Given any character, what's the fastest way for me to determine if that character belongs to a set (not the container-type) of known characters.
In other words, what's the fastest elegant way to implement the conditional:
char c = 'a';
if(c == ch1 || c == ch2 || c == ch3 ...) // Do something...
Is there an STL container (I'm thinking it might be unordered_set?) that I can just pass the character as a key to and it'll return true if the key exists?
Anything with an O(1) lookup time will work for me.

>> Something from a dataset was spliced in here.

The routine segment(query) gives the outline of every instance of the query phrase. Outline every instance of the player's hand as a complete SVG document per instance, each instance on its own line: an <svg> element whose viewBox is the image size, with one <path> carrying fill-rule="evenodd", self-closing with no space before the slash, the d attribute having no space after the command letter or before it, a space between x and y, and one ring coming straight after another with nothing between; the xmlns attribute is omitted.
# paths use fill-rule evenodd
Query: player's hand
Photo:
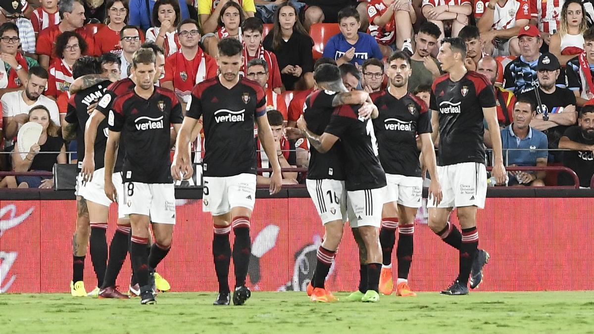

I went a little further and wrote two versions, one based on a lookup array, the other on a set using an underlying hash.
class CharLookup {
public:
CharLookup(const std::string & set) : lookup(*std::max_element(set.begin(), set.end()) + 1) {
for ( auto c : set) lookup[c] = true;
}
inline bool has(const unsigned char c) const {
return c > lookup.size() ? false : lookup[c];
}
private:
std::vector<bool> lookup;
};
class CharSet {
public:
CharSet(const std::string & cset) {
for ( auto c : cset) set.insert(c);
}
inline bool has(const unsigned char c) const {
return set.contains(c);
}
private:
QSet<unsigned char> set;
};
Then wrote a little benchmark, added a few more containers for the sake of comparison. Lower is better, the data points are for "character set size / text size":
Seems like for short char sets and text, std::string::find_first_of
is fastest, even faster than using a lookup array, but quickly dwindles as the test size increases. std::vector<bool>
seems like the "golden mean", QBitArray
probably has a little different implementation because it pulls ahead as the test size increases, at the largest test QVector<bool>
is fastest, presumably because it doesn't have the overhead of bit access. The two hash sets are close, trading places, last and least there is the std::set
.
Tested on an i7-3770k Win7 x64 box, using MinGW 4.9.1 x32 with -O3.